Their mission: Explore just how far Charlotte and the South have come because of the movement he led to end segregation and discrimination.
On Sunday, they watched movies about civil rights battles; took their children to “story time” sessions on the Underground Railroad and Rosa Parks; and went through a new exhibit – “Fighting for Democracy” – about World War II veterans who were heroes abroad but “second-class citizens” at home when they returned to a segregated society.
King helped forge a new future “by fighting for everybody,” said Carlos Gladden, 26, of Charlotte, who’s African-American. “Without him, we would not be able to come together and talk with each other.”
As people – black, white and brown – strolled the uptown Charlotte museum on the day before the federal holiday named for King, some imagined what he would make of the New South city of Charlotte today.

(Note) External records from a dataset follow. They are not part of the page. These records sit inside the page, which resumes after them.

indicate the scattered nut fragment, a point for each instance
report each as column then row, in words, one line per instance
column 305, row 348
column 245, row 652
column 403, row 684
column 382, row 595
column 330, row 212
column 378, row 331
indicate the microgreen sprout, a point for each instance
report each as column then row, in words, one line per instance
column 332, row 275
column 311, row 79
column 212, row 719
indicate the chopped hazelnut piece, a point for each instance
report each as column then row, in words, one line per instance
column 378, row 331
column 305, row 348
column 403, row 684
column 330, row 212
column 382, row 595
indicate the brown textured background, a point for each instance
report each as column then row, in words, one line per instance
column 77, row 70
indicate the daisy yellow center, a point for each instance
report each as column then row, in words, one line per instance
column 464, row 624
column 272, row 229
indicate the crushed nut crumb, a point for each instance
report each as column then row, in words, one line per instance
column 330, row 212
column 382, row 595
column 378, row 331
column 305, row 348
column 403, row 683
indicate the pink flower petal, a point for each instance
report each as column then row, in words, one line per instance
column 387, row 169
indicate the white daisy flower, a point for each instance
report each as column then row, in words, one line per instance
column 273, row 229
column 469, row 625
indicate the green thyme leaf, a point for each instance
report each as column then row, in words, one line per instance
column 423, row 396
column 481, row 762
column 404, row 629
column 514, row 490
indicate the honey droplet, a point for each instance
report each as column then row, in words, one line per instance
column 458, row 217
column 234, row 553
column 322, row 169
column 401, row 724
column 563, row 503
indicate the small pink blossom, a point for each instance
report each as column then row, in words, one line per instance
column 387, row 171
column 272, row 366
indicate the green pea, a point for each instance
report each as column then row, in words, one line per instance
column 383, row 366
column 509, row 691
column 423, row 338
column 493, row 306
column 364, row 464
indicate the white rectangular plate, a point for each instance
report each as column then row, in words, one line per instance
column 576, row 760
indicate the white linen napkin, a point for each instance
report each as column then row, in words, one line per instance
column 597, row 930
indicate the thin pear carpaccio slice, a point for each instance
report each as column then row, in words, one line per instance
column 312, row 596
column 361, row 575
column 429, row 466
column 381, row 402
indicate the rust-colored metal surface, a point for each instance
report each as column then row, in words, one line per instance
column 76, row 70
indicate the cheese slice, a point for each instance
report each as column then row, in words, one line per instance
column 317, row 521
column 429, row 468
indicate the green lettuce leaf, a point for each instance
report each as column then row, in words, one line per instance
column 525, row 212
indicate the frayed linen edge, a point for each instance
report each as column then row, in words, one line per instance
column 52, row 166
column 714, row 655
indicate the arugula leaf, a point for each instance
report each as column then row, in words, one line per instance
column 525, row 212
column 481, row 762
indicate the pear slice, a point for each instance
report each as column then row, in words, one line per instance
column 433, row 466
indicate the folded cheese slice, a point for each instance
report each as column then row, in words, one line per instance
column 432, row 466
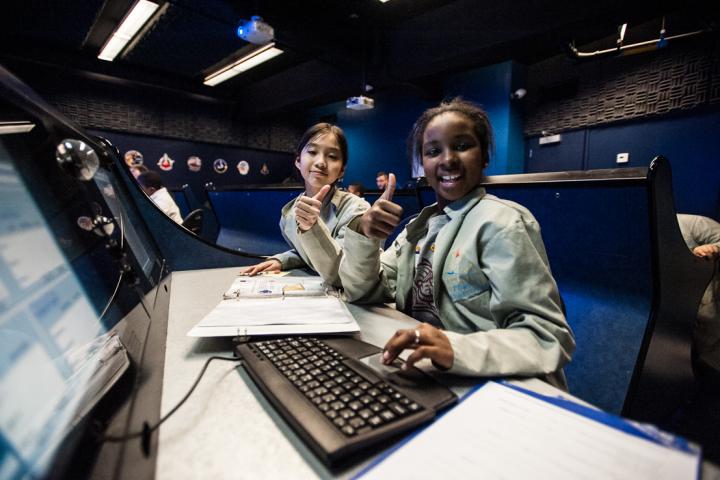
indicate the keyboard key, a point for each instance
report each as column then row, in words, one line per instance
column 357, row 422
column 397, row 408
column 387, row 415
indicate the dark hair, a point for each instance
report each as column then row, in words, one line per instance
column 321, row 129
column 359, row 186
column 150, row 179
column 478, row 116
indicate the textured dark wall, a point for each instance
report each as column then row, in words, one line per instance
column 132, row 108
column 564, row 94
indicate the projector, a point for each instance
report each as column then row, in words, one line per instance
column 256, row 31
column 360, row 103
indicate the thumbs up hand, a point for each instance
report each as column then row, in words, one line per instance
column 382, row 218
column 307, row 209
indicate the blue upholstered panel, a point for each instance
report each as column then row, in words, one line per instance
column 249, row 218
column 597, row 240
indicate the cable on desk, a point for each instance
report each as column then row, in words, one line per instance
column 147, row 430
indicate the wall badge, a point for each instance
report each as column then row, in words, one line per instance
column 220, row 165
column 243, row 167
column 133, row 158
column 165, row 163
column 194, row 163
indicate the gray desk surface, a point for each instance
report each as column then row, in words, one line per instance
column 227, row 429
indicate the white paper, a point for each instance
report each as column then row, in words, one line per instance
column 277, row 311
column 269, row 287
column 275, row 316
column 499, row 432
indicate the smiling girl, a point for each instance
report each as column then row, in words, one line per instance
column 471, row 267
column 314, row 224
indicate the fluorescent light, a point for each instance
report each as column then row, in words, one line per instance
column 247, row 62
column 128, row 28
column 15, row 127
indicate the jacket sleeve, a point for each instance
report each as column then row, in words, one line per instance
column 705, row 231
column 324, row 250
column 533, row 337
column 368, row 276
column 289, row 260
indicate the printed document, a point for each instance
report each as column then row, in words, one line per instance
column 277, row 306
column 499, row 432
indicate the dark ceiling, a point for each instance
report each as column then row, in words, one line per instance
column 330, row 46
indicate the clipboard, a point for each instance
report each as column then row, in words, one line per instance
column 460, row 451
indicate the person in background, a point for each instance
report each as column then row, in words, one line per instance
column 151, row 184
column 137, row 170
column 702, row 236
column 381, row 180
column 471, row 267
column 357, row 189
column 314, row 223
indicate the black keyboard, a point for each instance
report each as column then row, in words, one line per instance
column 336, row 403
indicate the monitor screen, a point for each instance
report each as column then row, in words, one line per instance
column 48, row 334
column 137, row 242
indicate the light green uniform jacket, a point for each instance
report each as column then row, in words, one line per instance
column 320, row 248
column 492, row 284
column 696, row 231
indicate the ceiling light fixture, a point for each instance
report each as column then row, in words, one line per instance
column 253, row 59
column 128, row 28
column 15, row 127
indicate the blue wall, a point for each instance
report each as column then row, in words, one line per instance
column 491, row 87
column 691, row 143
column 377, row 137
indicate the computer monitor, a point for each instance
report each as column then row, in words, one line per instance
column 51, row 336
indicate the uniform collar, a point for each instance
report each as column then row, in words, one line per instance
column 457, row 209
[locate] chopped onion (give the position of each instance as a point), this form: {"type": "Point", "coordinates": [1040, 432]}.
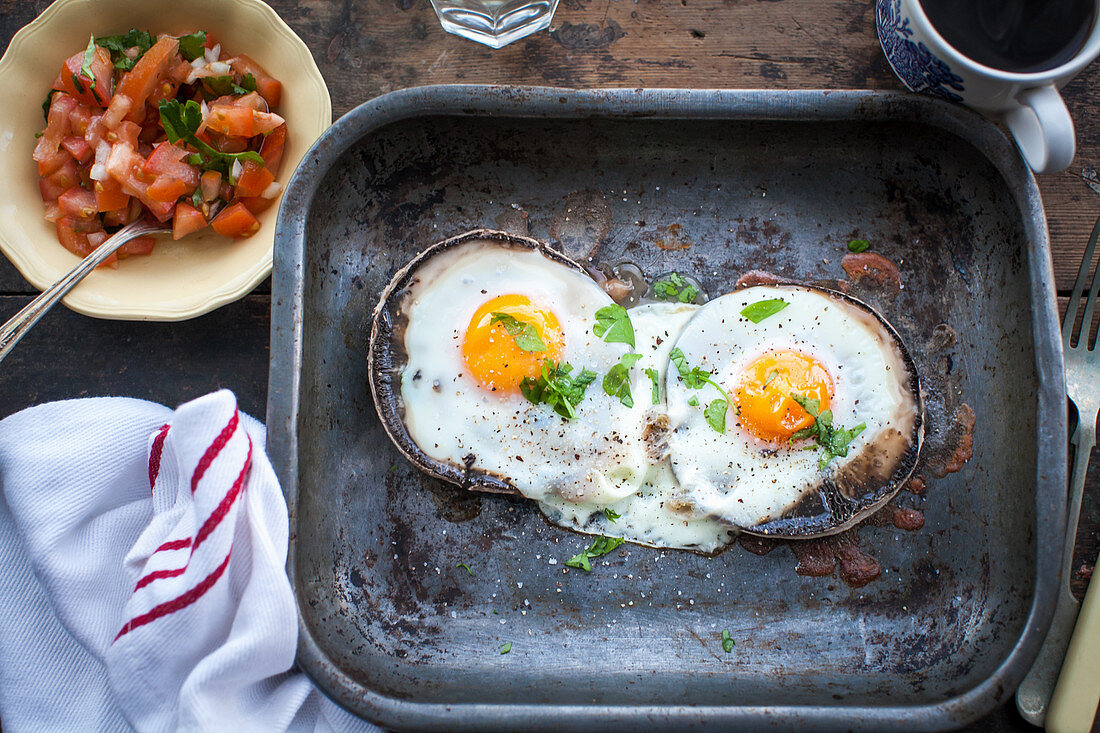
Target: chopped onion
{"type": "Point", "coordinates": [272, 190]}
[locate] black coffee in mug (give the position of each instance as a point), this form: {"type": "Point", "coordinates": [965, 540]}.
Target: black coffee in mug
{"type": "Point", "coordinates": [1014, 35]}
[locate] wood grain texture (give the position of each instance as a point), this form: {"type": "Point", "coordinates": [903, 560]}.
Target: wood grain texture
{"type": "Point", "coordinates": [366, 47]}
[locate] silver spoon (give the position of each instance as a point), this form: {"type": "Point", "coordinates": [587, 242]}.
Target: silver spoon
{"type": "Point", "coordinates": [21, 323]}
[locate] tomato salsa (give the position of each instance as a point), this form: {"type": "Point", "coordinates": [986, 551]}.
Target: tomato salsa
{"type": "Point", "coordinates": [169, 128]}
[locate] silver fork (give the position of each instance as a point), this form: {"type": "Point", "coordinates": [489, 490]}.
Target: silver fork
{"type": "Point", "coordinates": [1082, 385]}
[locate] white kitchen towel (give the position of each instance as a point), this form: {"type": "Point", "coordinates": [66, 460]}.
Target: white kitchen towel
{"type": "Point", "coordinates": [143, 576]}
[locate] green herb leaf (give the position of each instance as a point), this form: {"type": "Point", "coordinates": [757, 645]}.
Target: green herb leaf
{"type": "Point", "coordinates": [674, 287]}
{"type": "Point", "coordinates": [600, 546]}
{"type": "Point", "coordinates": [182, 122]}
{"type": "Point", "coordinates": [45, 104]}
{"type": "Point", "coordinates": [715, 415]}
{"type": "Point", "coordinates": [557, 387]}
{"type": "Point", "coordinates": [761, 309]}
{"type": "Point", "coordinates": [119, 44]}
{"type": "Point", "coordinates": [614, 325]}
{"type": "Point", "coordinates": [833, 440]}
{"type": "Point", "coordinates": [193, 45]}
{"type": "Point", "coordinates": [617, 380]}
{"type": "Point", "coordinates": [651, 373]}
{"type": "Point", "coordinates": [89, 55]}
{"type": "Point", "coordinates": [526, 336]}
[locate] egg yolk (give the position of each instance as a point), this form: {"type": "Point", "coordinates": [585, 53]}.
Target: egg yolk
{"type": "Point", "coordinates": [763, 393]}
{"type": "Point", "coordinates": [491, 352]}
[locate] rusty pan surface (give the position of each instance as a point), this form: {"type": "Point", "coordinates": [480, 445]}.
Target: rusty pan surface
{"type": "Point", "coordinates": [713, 184]}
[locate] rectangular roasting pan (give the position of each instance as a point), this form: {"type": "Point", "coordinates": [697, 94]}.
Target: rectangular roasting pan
{"type": "Point", "coordinates": [711, 183]}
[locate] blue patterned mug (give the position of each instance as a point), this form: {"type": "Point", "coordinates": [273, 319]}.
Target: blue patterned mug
{"type": "Point", "coordinates": [1027, 102]}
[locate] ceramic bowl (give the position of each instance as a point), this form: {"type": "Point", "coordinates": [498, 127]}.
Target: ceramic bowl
{"type": "Point", "coordinates": [178, 280]}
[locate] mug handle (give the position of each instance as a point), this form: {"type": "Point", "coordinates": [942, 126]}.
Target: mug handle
{"type": "Point", "coordinates": [1043, 129]}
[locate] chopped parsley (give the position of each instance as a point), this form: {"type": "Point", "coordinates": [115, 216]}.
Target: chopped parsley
{"type": "Point", "coordinates": [715, 414]}
{"type": "Point", "coordinates": [695, 379]}
{"type": "Point", "coordinates": [759, 310]}
{"type": "Point", "coordinates": [674, 287]}
{"type": "Point", "coordinates": [558, 387]}
{"type": "Point", "coordinates": [600, 546]}
{"type": "Point", "coordinates": [182, 122]}
{"type": "Point", "coordinates": [834, 440]}
{"type": "Point", "coordinates": [193, 45]}
{"type": "Point", "coordinates": [526, 336]}
{"type": "Point", "coordinates": [651, 373]}
{"type": "Point", "coordinates": [119, 44]}
{"type": "Point", "coordinates": [614, 325]}
{"type": "Point", "coordinates": [617, 380]}
{"type": "Point", "coordinates": [221, 86]}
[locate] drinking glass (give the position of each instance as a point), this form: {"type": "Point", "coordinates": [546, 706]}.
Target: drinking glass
{"type": "Point", "coordinates": [494, 22]}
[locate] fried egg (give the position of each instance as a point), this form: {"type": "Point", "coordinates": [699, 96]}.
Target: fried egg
{"type": "Point", "coordinates": [461, 385]}
{"type": "Point", "coordinates": [816, 371]}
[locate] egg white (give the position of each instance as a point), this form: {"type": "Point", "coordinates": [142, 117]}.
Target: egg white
{"type": "Point", "coordinates": [746, 481]}
{"type": "Point", "coordinates": [598, 457]}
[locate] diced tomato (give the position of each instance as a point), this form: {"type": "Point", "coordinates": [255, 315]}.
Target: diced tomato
{"type": "Point", "coordinates": [117, 111]}
{"type": "Point", "coordinates": [254, 179]}
{"type": "Point", "coordinates": [109, 196]}
{"type": "Point", "coordinates": [58, 127]}
{"type": "Point", "coordinates": [268, 87]}
{"type": "Point", "coordinates": [150, 69]}
{"type": "Point", "coordinates": [77, 148]}
{"type": "Point", "coordinates": [187, 219]}
{"type": "Point", "coordinates": [168, 160]}
{"type": "Point", "coordinates": [167, 188]}
{"type": "Point", "coordinates": [128, 167]}
{"type": "Point", "coordinates": [77, 203]}
{"type": "Point", "coordinates": [256, 204]}
{"type": "Point", "coordinates": [73, 233]}
{"type": "Point", "coordinates": [235, 221]}
{"type": "Point", "coordinates": [135, 247]}
{"type": "Point", "coordinates": [272, 148]}
{"type": "Point", "coordinates": [59, 181]}
{"type": "Point", "coordinates": [95, 90]}
{"type": "Point", "coordinates": [53, 162]}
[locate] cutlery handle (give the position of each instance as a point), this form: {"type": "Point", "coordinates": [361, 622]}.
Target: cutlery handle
{"type": "Point", "coordinates": [1033, 697]}
{"type": "Point", "coordinates": [21, 323]}
{"type": "Point", "coordinates": [1074, 704]}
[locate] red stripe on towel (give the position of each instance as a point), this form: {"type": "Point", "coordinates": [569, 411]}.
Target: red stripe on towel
{"type": "Point", "coordinates": [154, 456]}
{"type": "Point", "coordinates": [215, 448]}
{"type": "Point", "coordinates": [177, 603]}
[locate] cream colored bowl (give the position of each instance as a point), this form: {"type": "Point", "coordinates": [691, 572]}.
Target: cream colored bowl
{"type": "Point", "coordinates": [178, 280]}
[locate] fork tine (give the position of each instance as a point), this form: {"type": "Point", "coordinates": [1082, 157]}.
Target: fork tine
{"type": "Point", "coordinates": [1090, 307]}
{"type": "Point", "coordinates": [1075, 299]}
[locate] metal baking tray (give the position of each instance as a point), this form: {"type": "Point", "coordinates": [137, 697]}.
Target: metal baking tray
{"type": "Point", "coordinates": [712, 183]}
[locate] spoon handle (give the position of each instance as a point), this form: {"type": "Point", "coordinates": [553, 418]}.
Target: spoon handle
{"type": "Point", "coordinates": [21, 323]}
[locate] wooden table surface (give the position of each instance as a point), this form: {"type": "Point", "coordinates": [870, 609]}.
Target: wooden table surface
{"type": "Point", "coordinates": [366, 47]}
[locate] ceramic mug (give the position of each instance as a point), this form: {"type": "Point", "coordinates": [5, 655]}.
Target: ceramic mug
{"type": "Point", "coordinates": [1027, 102]}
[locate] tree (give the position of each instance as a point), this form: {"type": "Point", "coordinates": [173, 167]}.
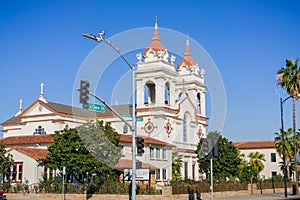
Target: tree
{"type": "Point", "coordinates": [6, 161]}
{"type": "Point", "coordinates": [288, 148]}
{"type": "Point", "coordinates": [225, 166]}
{"type": "Point", "coordinates": [176, 165]}
{"type": "Point", "coordinates": [92, 148]}
{"type": "Point", "coordinates": [289, 79]}
{"type": "Point", "coordinates": [255, 161]}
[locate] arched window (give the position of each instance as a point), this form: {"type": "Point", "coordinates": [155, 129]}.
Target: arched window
{"type": "Point", "coordinates": [39, 130]}
{"type": "Point", "coordinates": [198, 102]}
{"type": "Point", "coordinates": [184, 134]}
{"type": "Point", "coordinates": [149, 91]}
{"type": "Point", "coordinates": [167, 93]}
{"type": "Point", "coordinates": [125, 129]}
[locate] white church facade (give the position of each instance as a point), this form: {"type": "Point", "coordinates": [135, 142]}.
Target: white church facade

Dawne and Duane Orr, an African-American couple in their 50s, seemed to speak for many Sunday in saying that King would be happy and sad if he were able to look around Charlotte nearly 45 years after his death.
He’d see a “a tale of two cities,” said Duane Orr, a junior ROTC high school instructor in Charlotte. “Those people who have been nurtured to take advantage of educational opportunities – we’re seeing some of them go to the top. … But the environment doesn’t exist for a lot of young people – I look at them every single day – who just don’t see it for themselves. There are still obstacles.”
Wife Dawne, a home improvement contractor, agreed. King “would be happy about some things. But we still have work to do,” she said. “While a lot of us have made gains, there are still a lot of people hurting right now. I think he’d be really disappointed in the increasing number of homeless people.”
Also on hand Sunday was Tom Hanchett, the staff historian at the Museum of the New South. He, too, subscribed to the view that King would applaud today’s Queen City – and push for more change.
He noted that in the 1980s white-majority Charlotte elected black mayor Harvey Gantt. So, he said, “Dr. King would be immensely gratified by what he would see in Charlotte. This is a place that has genuinely changed.”
And yet…
“Dr. King would also goad us to make more change,” Hanchett said. “Our schools are more segregated than they used to be, and we haven’t figured out how to welcome newcomers in ways we might. Immigration is a hot-button issue.”
And it’s an issue, Hanchett added, where King would say to both sides: “You’ve got to deal with it. You can’t put it off.”
Not just another day off
Others talked Sunday about how important it is to keep the King holiday from evolving into just another day off from work and school.
With young sons, daughters and grandchildren by their sides, parents said coming to the museum was a sign of their commitment to educate this generation and those to come about King and his achievements.
“I want make sure he is educated on African-American culture,” teacher Veronica Hodges, 33, said about her 4-year-old son, Luke. “It’s very warming to know that (King’s) dream is somewhat alive. My son goes to a (pre)school where there’s whites and blacks. And I work in an area where there’s blacks and whites.”
Sharon Janech, who’s white, was at the museum with her granddaughter Ella, 10.
King “started a movement that we all need to keep going,” said Janech, 61, a longtime Michigan resident who retired to Lake Wylie, S.C., a year ago. “We have to move forward and be open-minded – that’s what he wants us to do.”
Also Sunday, three generations of the African-American Bryant family, of Charlotte, spent their afternoon at the museum. They all echoed one another about what they and all Americans owe King, who was just 39 when he was murdered in 1968.
“I was raised in segregation,” said Freddie Bryant, 75, who grew up on a family farm in Florida. “Blacks couldn’t drink out of the white fountains . . . It used to be bad.”
Grandson Antonio, 9, knows the story, too: “Without (King), it wouldn’t be like this today. It would be ‘Colored classrooms’ and ‘Colored restrooms’ and ‘Colored diners.’ Martin Luther King made a change in the world.”